She stood there in the cool morning at ten a.m., a range
of Wyoming mountains behind and east of the cabin,
rising out of the Silver Creek Valley. Fifty acres of land
was composed of timber on the slopes covered with
conifers. The rest of the land was on the flat Wyoming
valley that was an agricultural paradise.

A slight breeze ruffled her loose red hair that lay
against her shoulder blades. Pulling her denim jacket a
little tighter around her, she felt panic rising and wrestled
it down, as she always did. No stranger to fear, it had been
a frequent friend the last few years of her life.

Drawing in a shaky breath, Dana had spent most of
what her parents had left her, and the last of the money
was in a bank in Silver Creek. She had no job—yet. She
was farm raised, but there wasn’t much of a call for a
woman who had farming skills nowadays.

Looking up at the sky, it was a pale blue, the morning
air clean. The cheerful call of birds getting ready to nest
was music that lifted her battered spirit.

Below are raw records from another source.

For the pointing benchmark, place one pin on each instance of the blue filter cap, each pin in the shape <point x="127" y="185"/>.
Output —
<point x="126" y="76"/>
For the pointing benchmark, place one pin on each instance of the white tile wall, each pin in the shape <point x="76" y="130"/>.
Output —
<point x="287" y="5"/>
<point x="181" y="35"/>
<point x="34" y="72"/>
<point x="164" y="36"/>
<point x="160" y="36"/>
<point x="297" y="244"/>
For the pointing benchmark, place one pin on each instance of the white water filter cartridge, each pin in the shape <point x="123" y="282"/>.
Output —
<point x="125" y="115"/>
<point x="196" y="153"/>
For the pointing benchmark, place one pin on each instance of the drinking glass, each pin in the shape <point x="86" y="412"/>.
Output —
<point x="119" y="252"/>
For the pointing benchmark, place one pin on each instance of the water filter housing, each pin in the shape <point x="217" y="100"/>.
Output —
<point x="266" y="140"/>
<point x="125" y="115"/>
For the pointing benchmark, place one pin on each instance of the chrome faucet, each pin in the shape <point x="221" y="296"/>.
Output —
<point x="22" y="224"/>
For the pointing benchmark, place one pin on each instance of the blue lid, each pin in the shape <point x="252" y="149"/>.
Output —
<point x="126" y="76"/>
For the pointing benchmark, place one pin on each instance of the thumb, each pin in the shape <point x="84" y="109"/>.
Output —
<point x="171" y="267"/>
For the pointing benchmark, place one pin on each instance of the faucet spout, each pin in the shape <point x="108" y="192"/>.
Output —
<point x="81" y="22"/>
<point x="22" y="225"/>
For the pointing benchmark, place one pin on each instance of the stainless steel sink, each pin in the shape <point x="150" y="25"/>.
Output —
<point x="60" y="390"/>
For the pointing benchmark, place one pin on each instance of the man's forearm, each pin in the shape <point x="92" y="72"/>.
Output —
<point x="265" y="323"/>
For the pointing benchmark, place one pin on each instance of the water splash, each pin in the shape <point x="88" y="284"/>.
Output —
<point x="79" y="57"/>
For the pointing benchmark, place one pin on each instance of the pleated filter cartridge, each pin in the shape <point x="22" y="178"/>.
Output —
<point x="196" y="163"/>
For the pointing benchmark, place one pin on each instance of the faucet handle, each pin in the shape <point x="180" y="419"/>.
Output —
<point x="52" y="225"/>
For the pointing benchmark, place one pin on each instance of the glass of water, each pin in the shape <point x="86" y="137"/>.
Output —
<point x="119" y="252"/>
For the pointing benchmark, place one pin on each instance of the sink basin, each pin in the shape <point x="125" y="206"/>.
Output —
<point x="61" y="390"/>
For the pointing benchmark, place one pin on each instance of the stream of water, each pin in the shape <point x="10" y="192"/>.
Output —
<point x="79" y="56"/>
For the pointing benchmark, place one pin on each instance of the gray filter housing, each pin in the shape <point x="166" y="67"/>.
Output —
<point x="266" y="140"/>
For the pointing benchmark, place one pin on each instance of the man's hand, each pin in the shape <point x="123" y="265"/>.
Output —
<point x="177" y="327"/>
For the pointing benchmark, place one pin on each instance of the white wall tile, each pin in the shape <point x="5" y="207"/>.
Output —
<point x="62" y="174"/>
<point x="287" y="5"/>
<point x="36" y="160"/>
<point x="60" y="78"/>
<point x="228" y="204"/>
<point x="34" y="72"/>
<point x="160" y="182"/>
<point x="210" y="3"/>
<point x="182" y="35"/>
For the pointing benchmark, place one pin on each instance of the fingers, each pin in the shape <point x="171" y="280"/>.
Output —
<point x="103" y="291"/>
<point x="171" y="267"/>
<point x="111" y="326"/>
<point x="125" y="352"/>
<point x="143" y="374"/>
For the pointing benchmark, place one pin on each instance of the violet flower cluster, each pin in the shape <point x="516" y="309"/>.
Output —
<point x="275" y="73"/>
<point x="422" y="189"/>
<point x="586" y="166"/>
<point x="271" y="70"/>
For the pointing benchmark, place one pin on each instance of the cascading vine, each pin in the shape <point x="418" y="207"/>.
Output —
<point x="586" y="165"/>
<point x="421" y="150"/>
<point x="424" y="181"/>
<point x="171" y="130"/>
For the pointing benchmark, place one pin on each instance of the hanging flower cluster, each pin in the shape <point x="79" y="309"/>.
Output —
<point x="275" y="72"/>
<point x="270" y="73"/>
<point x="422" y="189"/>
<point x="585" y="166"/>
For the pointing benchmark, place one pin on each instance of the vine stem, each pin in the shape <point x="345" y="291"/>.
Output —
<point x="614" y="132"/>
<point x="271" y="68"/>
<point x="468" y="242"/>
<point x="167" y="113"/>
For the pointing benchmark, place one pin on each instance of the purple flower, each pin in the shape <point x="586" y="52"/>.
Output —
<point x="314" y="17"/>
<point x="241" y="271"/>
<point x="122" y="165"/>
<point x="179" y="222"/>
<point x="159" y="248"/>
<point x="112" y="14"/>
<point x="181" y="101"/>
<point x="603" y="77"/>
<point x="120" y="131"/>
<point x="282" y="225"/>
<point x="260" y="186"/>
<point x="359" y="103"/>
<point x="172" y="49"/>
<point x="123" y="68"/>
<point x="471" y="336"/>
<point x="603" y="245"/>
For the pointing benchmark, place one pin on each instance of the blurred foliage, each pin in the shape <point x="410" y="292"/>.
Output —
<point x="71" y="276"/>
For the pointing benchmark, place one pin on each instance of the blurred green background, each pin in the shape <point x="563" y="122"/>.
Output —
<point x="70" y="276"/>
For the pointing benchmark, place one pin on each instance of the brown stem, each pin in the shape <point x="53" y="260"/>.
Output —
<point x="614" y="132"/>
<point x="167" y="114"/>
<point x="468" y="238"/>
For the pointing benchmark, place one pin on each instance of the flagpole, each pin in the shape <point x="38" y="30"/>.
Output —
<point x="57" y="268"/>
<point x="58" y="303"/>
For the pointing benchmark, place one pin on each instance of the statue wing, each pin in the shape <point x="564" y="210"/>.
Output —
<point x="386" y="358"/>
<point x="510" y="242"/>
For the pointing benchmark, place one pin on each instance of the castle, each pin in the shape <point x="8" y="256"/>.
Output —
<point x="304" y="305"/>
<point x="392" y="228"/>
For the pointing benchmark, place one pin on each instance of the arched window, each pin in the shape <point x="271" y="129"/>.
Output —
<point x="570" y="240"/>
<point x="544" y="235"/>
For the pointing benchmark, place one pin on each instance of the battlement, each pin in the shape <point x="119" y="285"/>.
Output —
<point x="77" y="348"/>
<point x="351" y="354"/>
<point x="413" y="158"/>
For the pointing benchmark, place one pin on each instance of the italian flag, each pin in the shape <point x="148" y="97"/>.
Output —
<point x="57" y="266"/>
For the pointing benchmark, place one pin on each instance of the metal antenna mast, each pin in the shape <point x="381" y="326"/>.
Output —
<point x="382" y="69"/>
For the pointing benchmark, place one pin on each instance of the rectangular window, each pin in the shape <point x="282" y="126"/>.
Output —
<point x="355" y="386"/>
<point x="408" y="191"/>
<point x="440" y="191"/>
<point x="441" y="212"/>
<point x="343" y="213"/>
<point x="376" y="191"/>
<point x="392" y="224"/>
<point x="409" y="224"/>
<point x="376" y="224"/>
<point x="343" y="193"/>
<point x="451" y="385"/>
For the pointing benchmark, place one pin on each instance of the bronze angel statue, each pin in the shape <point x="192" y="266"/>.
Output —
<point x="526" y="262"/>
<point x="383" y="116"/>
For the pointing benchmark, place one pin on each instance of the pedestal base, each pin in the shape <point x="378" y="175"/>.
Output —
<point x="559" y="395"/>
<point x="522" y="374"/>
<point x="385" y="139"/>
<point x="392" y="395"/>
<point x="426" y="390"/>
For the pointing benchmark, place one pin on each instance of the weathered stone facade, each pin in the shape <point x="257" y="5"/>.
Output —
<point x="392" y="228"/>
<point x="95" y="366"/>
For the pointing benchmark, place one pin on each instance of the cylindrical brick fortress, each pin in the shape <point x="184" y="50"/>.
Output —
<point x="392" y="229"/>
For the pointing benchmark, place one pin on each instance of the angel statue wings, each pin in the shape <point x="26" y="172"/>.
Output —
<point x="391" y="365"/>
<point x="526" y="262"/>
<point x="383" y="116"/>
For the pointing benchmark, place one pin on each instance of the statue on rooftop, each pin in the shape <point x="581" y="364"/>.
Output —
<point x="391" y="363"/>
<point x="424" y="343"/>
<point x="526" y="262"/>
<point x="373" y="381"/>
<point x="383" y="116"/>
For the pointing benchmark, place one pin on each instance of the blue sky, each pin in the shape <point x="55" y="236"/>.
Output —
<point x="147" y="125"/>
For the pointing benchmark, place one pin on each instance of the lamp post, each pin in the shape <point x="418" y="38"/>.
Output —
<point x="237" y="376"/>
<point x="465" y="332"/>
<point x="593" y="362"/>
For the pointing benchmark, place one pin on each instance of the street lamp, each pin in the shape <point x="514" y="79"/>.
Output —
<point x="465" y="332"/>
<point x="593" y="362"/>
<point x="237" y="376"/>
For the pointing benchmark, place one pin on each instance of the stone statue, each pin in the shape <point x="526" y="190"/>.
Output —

Had she done the right thing? Spending money that
could never be replaced, on this land and the broken
cabin? Like the coward she was, she had run away from
her traumatic past. Looking to make a break and start
over, she’d left the Willamette Valley, a rich winery and
agricultural country in Oregon, and headed to Wyoming.
Having taken a master gardener course earlier in her life,
she’d used her educational knowledge and checked out
the pH of the soil here in this valley and it was perfect to
grow many types of crops. Of all the places she’d had the
potential to choose in four different states, this valley had
the richest soil with the right mix of pH, consisting of alluvial
silt from old rivers now disappeared, and loamy
clay.

The Silver Creek Valley had just the right formula for
a fruit tree orchard, too. Her mother, Cathy, had a green
thumb that she’d passed on to Dana. She had plans for a
huge garden just like the one she’d once had at their farm.
Once more, Dana reminded herself that this was her
dream home, no matter how dilapidated-looking the cabin
was and how barren the Wyoming land seemed. It was
just starting to come alive mid-April.

A new start. A new life.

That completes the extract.